Finding peace after living a family 'lie' ?? The new novel ‘The Maharani's Hidden Granddaughter’ tells the story of Maha Akhtar, who after 44 years discovered her father was not who she thought he was.

When Maha Akhtar tried to renew her British passport while studying in Spain, she discovered that her mother had been misleading her about her father -- and that she is, in fact, the granddaughter of an Indian Maharaja.

Her family story could become a Hollywood film and while Akhtar has not completely gotten over the shock, she has written a book to tell her side of the story.

Akhtar was taken aback when her request for a birth certificate, which she needed to complete her passport application, was turned down. She began to dig around and, to her great surprise, learned that she was not born in Australia as her mother had told her but instead in Lebanon.

And more surprisingly, he discovered her father was Ajit Singh, the offspring of a young Spanish dancer from Malaga, Anita Delgado, and one of India's richest Maharajas, Jagatjit Singh. Delgado married the Maharaja in 1907.

Akhtar had always thought her father was her mother's Pakistani husband.

From shock to sympathy

"I felt tremendous anger and shock, I felt like I had lived a lie,” the 44-year-old Akhtar said at the presentation of her memoirs in Madrid in May. “But with time and by discussing what had happened with my aunt, I started to feel compassion towards my mother."

The marriage of Anita and the Maharaja of Kapurthala in northern India is well known in Spain thanks to the 2005 book Passion India by Javier Moro, which tells the story of the couple.

Oscar-winning Spanish actress Penelope Cruz has bought the rights to the book with a view to turning it into a movie in which she would play the lead role.
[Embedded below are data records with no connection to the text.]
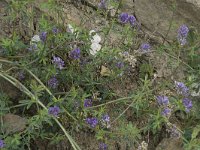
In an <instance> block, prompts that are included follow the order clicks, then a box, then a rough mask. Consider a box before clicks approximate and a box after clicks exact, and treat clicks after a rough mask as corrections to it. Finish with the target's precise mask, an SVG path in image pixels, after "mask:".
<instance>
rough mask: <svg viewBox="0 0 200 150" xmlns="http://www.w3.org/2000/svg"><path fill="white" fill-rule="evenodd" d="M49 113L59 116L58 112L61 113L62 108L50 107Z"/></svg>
mask: <svg viewBox="0 0 200 150" xmlns="http://www.w3.org/2000/svg"><path fill="white" fill-rule="evenodd" d="M48 113H49V114H50V115H53V116H55V117H57V116H58V114H59V113H60V108H59V107H58V106H53V107H49V109H48Z"/></svg>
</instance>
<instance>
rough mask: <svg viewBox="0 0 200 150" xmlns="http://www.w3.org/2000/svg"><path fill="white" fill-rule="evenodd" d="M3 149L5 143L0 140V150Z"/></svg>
mask: <svg viewBox="0 0 200 150" xmlns="http://www.w3.org/2000/svg"><path fill="white" fill-rule="evenodd" d="M4 147H5V143H4V141H3V140H2V139H0V148H4Z"/></svg>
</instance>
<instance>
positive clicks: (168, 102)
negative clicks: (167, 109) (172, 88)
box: [157, 95, 169, 106]
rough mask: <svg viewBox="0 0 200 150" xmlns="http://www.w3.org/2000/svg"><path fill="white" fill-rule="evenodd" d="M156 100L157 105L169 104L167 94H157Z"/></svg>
mask: <svg viewBox="0 0 200 150" xmlns="http://www.w3.org/2000/svg"><path fill="white" fill-rule="evenodd" d="M157 101H158V103H159V105H165V106H166V105H168V104H169V99H168V97H167V96H163V95H159V96H157Z"/></svg>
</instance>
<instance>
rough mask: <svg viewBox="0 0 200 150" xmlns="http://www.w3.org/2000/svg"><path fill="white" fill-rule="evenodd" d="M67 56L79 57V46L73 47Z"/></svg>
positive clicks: (78, 58) (75, 58)
mask: <svg viewBox="0 0 200 150" xmlns="http://www.w3.org/2000/svg"><path fill="white" fill-rule="evenodd" d="M69 57H70V58H72V59H79V58H80V57H81V50H80V49H79V48H75V49H74V50H72V51H71V52H70V54H69Z"/></svg>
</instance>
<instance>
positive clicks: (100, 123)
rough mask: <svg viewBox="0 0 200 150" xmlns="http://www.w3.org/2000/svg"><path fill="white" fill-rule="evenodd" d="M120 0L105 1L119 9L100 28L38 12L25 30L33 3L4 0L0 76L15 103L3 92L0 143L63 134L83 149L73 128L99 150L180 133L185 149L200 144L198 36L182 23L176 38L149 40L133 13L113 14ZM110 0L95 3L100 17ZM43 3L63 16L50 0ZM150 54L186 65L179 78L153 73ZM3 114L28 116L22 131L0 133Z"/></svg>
mask: <svg viewBox="0 0 200 150" xmlns="http://www.w3.org/2000/svg"><path fill="white" fill-rule="evenodd" d="M121 3H122V1H111V2H110V5H113V7H114V8H116V12H115V14H114V15H113V16H111V18H110V24H109V25H108V26H105V27H104V29H103V30H102V31H95V30H92V31H89V30H86V29H84V28H81V27H79V26H76V25H71V24H68V25H64V24H62V22H59V21H58V22H57V23H56V21H55V20H54V21H52V20H51V19H50V18H49V16H48V14H45V13H44V14H42V15H41V16H37V19H38V22H37V24H38V26H39V31H33V32H34V34H33V33H32V35H31V36H29V35H28V37H24V35H22V33H21V26H20V25H23V23H29V25H30V26H29V28H30V29H34V28H32V25H33V21H34V17H36V15H37V13H36V10H34V9H31V10H32V11H28V10H29V9H27V8H30V7H31V8H32V7H33V6H34V3H33V2H32V1H18V0H12V1H11V2H10V5H9V8H8V9H7V13H8V14H9V15H10V16H9V17H8V18H4V19H5V22H11V24H13V27H12V28H13V30H12V36H11V37H4V38H2V39H1V44H0V45H1V47H2V51H1V53H0V54H1V57H0V64H1V66H0V77H1V80H7V81H8V82H9V83H10V84H12V85H13V86H15V87H17V88H18V89H19V90H20V93H21V95H20V97H18V101H15V102H13V100H12V97H10V98H9V96H8V93H4V92H1V93H0V100H1V101H0V112H1V113H0V117H1V130H0V149H10V150H14V149H17V150H19V149H37V148H38V147H37V144H36V143H37V141H46V140H47V141H48V142H50V143H51V144H52V145H57V144H59V143H60V142H61V141H63V140H65V141H66V139H67V141H69V143H70V145H71V146H70V148H73V149H75V150H80V149H83V148H82V145H80V143H81V141H79V139H78V136H76V135H77V134H79V133H80V134H81V133H82V132H84V133H86V134H88V136H92V137H95V138H93V140H94V141H96V143H99V145H98V146H97V145H96V149H100V150H106V149H111V148H110V147H112V146H113V145H116V143H118V144H119V143H120V142H125V144H126V145H127V147H129V148H132V147H134V149H140V150H141V149H143V150H145V149H148V147H150V146H151V147H153V148H155V146H157V145H158V143H159V142H160V141H161V140H162V139H163V138H165V137H168V138H175V139H180V140H181V142H182V145H183V147H184V148H185V149H199V148H200V147H199V145H200V141H199V131H200V127H199V122H200V118H199V110H198V106H199V102H198V100H197V99H196V97H197V96H199V89H198V88H199V83H198V82H199V75H200V72H199V63H197V62H198V60H200V58H199V55H198V49H199V46H200V45H199V34H198V33H197V32H196V31H195V29H192V28H190V27H188V26H187V25H182V26H181V27H180V28H179V29H177V40H175V41H172V42H170V43H165V42H164V43H163V44H158V43H156V44H155V43H151V40H150V39H145V38H143V36H142V33H141V30H140V24H139V22H138V21H137V20H136V18H135V16H134V15H132V14H128V13H126V12H122V13H120V12H119V8H120V5H121ZM107 5H108V2H106V1H104V0H102V1H101V2H100V4H99V8H98V11H97V13H98V14H97V15H102V16H105V15H107V14H108V13H109V12H108V11H107ZM41 6H45V7H46V8H47V7H48V9H49V10H51V11H53V12H54V13H55V14H57V16H58V20H60V18H62V17H63V16H60V14H61V13H60V11H61V10H62V9H61V8H60V7H61V6H59V4H57V3H56V2H54V1H49V2H47V3H44V4H42V5H41ZM17 20H20V21H19V25H15V24H14V23H15V22H16V21H17ZM31 23H32V25H31ZM119 26H120V30H116V29H117V28H119ZM111 31H112V32H118V35H120V37H118V38H119V41H120V42H119V43H114V44H113V43H109V35H110V32H111ZM30 32H32V31H30ZM155 56H160V57H161V56H166V57H168V58H169V59H168V60H169V61H168V62H167V64H168V66H169V68H170V71H171V72H175V71H176V70H177V69H179V68H183V70H184V73H183V76H184V78H183V79H181V80H179V79H178V78H177V79H174V78H170V77H167V78H165V77H158V76H159V75H158V70H157V68H156V67H155V66H154V64H155V62H154V61H153V60H152V58H154V57H155ZM8 113H12V114H18V115H19V116H21V117H24V118H26V119H27V121H26V128H25V129H24V130H23V131H20V132H15V133H7V132H5V131H4V129H3V128H5V127H4V121H3V120H4V119H3V118H4V116H5V114H8ZM90 144H91V143H87V145H90Z"/></svg>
Anita met Jagatjit, then a prince who was 18 years her senior, when he came to Spain for the wedding of King Alfonso XIII to a granddaughter of Britain's Queen Victoria, Princess Victoria Eugenie, in 1906.
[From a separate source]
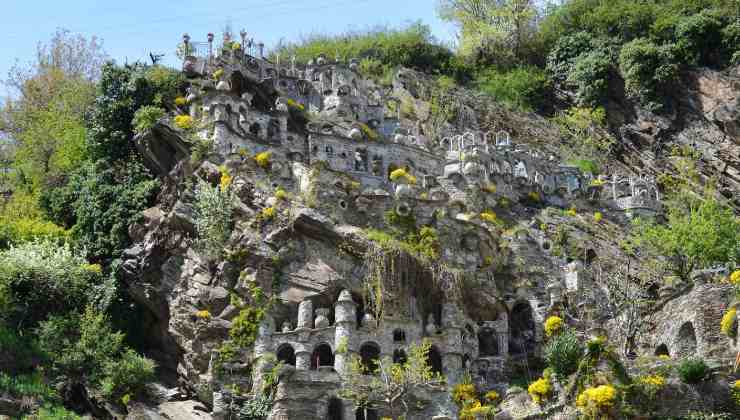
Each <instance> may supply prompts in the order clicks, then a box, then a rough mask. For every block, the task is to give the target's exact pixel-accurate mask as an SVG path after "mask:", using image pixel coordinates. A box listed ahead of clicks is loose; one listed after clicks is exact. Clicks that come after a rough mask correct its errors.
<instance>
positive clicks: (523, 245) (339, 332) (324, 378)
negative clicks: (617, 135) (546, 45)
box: [122, 51, 738, 420]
She married him the following year at the age of 17 and became the Maharani of Kapurthala. They divorced after she had an affair with one of the Maharajah's sons from one of his four previous marriages.
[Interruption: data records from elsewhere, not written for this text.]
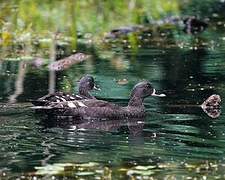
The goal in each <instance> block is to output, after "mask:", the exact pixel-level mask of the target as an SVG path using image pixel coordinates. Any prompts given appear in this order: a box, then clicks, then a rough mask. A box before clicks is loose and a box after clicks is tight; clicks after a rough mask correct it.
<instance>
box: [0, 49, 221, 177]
mask: <svg viewBox="0 0 225 180" xmlns="http://www.w3.org/2000/svg"><path fill="white" fill-rule="evenodd" d="M221 49H222V48H221ZM162 51H163V53H162ZM221 51H222V52H216V51H209V50H206V49H199V50H179V49H173V48H172V49H167V50H160V49H154V48H149V49H141V50H140V51H139V53H138V54H137V55H135V56H134V57H132V54H131V53H129V52H127V53H125V54H124V55H121V53H115V54H116V56H115V57H116V58H114V59H112V60H110V59H101V58H99V59H95V60H88V61H86V62H84V63H81V64H78V65H74V66H72V67H71V68H69V69H67V70H65V71H63V72H59V73H56V77H57V81H56V89H61V90H63V88H64V87H66V86H67V85H70V86H71V87H69V88H70V90H71V91H75V90H76V81H77V80H78V79H79V78H80V77H81V76H83V75H84V74H87V73H88V74H92V75H93V76H94V77H95V79H96V82H97V84H98V85H99V86H100V87H101V89H102V90H101V91H100V92H94V94H95V95H96V96H97V97H99V98H103V99H106V100H110V101H112V102H115V103H119V104H122V105H125V104H127V102H128V95H129V93H130V90H131V88H132V86H133V85H134V84H135V83H137V82H139V81H141V80H142V79H147V80H149V81H150V82H151V83H152V84H153V86H154V87H155V88H156V89H158V90H160V92H163V93H166V94H167V97H165V98H153V97H150V98H148V99H146V100H145V105H146V111H147V116H146V118H145V119H144V120H138V119H137V120H119V121H97V122H95V121H94V122H87V123H83V124H78V125H76V124H74V125H70V126H66V125H64V126H63V127H60V126H58V127H57V124H54V125H49V124H48V123H45V124H43V123H42V122H41V119H40V117H38V116H36V115H35V114H34V113H33V111H32V110H31V109H30V108H29V107H30V104H29V102H28V101H29V100H30V99H33V98H36V97H40V96H42V95H43V94H45V93H47V90H48V72H47V69H42V70H40V69H37V70H35V69H32V71H31V70H30V71H29V68H28V67H27V69H26V72H25V73H24V78H23V79H24V80H23V83H22V84H23V92H21V94H19V95H18V97H17V102H16V103H13V104H8V103H6V102H7V101H9V99H10V98H9V97H12V94H15V92H16V90H15V86H14V83H15V82H16V79H18V74H19V73H18V67H20V65H19V64H20V62H9V61H4V62H2V63H1V69H2V71H1V79H2V81H1V84H2V85H1V87H2V88H1V99H2V104H1V106H2V108H1V128H0V136H1V138H0V139H1V140H0V147H1V148H0V152H1V153H0V159H1V162H0V172H1V177H2V178H4V177H7V178H8V177H14V178H15V177H22V178H23V176H25V177H33V176H35V177H39V178H40V177H51V176H54V177H56V178H57V177H64V176H65V177H84V178H90V179H92V178H93V176H95V178H100V177H105V178H106V177H112V178H121V179H123V178H128V177H132V176H133V177H137V178H138V177H139V176H142V177H153V178H163V177H164V178H165V177H168V178H171V179H172V178H175V177H176V178H189V177H192V178H194V177H196V178H203V179H204V176H207V177H208V178H216V177H217V178H224V150H225V147H224V141H225V130H224V126H225V124H224V122H223V121H224V118H225V117H224V115H223V114H221V115H220V117H219V118H216V119H212V118H210V117H208V116H207V115H206V114H205V113H204V112H203V111H202V110H201V109H200V108H199V107H196V106H195V105H197V104H201V102H203V101H204V100H205V98H207V97H208V96H209V95H211V94H214V93H217V94H219V95H221V96H222V97H223V96H224V92H223V89H224V88H223V78H222V77H223V74H224V69H223V64H222V63H221V59H222V58H223V57H224V53H223V50H221ZM117 61H119V62H117ZM117 63H124V68H122V69H118V68H117V66H116V64H117ZM119 67H121V66H119ZM40 71H41V72H40ZM123 79H126V81H125V80H123ZM3 80H4V81H3ZM119 80H123V82H125V83H122V84H123V85H120V83H118V82H120V81H119ZM222 100H223V99H222ZM186 105H189V106H186ZM222 111H223V107H222Z"/></svg>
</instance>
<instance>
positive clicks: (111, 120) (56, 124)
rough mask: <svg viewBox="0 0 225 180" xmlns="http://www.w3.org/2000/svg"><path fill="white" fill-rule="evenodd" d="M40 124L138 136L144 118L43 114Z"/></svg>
mask: <svg viewBox="0 0 225 180" xmlns="http://www.w3.org/2000/svg"><path fill="white" fill-rule="evenodd" d="M41 125H43V127H44V128H53V127H60V128H66V129H69V130H96V131H106V132H112V133H113V132H117V133H125V134H130V135H132V136H140V135H141V134H142V131H143V127H144V119H142V118H141V119H114V120H102V119H89V120H79V119H76V117H72V116H57V117H56V116H55V117H49V116H45V117H43V118H42V119H41Z"/></svg>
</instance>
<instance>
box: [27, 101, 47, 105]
mask: <svg viewBox="0 0 225 180" xmlns="http://www.w3.org/2000/svg"><path fill="white" fill-rule="evenodd" d="M29 101H30V102H31V103H32V104H33V105H34V106H44V105H46V104H47V101H45V100H29Z"/></svg>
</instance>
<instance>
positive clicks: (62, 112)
mask: <svg viewBox="0 0 225 180" xmlns="http://www.w3.org/2000/svg"><path fill="white" fill-rule="evenodd" d="M149 96H157V97H165V96H166V95H165V94H156V90H155V89H154V88H153V86H152V85H151V84H150V82H148V81H142V82H140V83H138V84H136V85H135V86H134V88H133V89H132V91H131V95H130V100H129V102H128V105H127V106H125V107H124V106H119V105H117V104H114V103H111V102H107V101H104V100H97V99H82V100H74V101H67V102H59V103H58V102H52V103H50V104H49V105H48V106H40V107H34V108H33V109H41V110H44V112H45V113H46V114H48V115H50V116H51V117H52V116H56V117H57V116H72V117H73V119H74V118H75V119H121V118H123V119H124V118H125V119H128V118H143V117H144V116H145V107H144V104H143V102H144V99H145V98H147V97H149Z"/></svg>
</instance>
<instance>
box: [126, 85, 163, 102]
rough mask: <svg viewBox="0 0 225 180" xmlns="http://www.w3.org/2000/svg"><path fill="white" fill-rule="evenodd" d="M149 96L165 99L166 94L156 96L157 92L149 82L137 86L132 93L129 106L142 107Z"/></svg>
mask: <svg viewBox="0 0 225 180" xmlns="http://www.w3.org/2000/svg"><path fill="white" fill-rule="evenodd" d="M149 96H157V97H165V96H166V95H165V94H156V90H155V89H154V88H153V86H152V85H151V84H150V83H149V82H148V81H143V82H140V83H138V84H136V85H135V86H134V88H133V90H132V92H131V96H130V101H129V104H128V105H129V106H140V105H142V103H143V100H144V98H146V97H149Z"/></svg>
In the 1960s, their son Ajit had a brief affair with Maha's mother, Zahra Ajami, which resulted in her returning to Beirut alone and pregnant.

The Maharaja paid a Pakistani associate to marry Zahra and after she gave birth to the baby -- Maha Akhtar -- and the couple moved to Australia.

Discovering her roots

Akhtar, who was educated in Britain and the United States, said she had never heard about the Spanish Maharani before learning the truth of her ancestry.

Since making her discovery, Akhtar has made several visits to New Dehli to meet family on her father's side.

"I did not go looking for them, they found me and I'm very happy they found me because I would not have gone looking for them,” she said. “Because it's embarrassing. You don't go knocking at somebody's door.”

The visits went well.

"They have been generous and kind and just welcoming and warm,” she said. “I feel part of this -- they have made me feel part of that family. They are extremely open, they have not hidden anything from me.”


Akhtar began to study flamenco in 1996, years before she became aware that her grandmother had been a dancer from Spain.

Akhtar herself worked for a while as a production assistant for The Cure, the British new wave rock band, and then for 15 years in New York with veteran CBS news anchor Dan Rather. She became a professional flamenco dancer in 2005.

"I have a passion for dance,” said Akhtar, who has also studied the kathak, the classical dance of northern India. “I don't know where this passion comes from."

Akhtar, who speaks six languages, currently divides her time between New York, Seville and New Delhi.

Translation rights for her book, The Maharani's Hidden Granddaughter, have already been sold in Brazil, China and Germany and an English version will be launched shortly in India.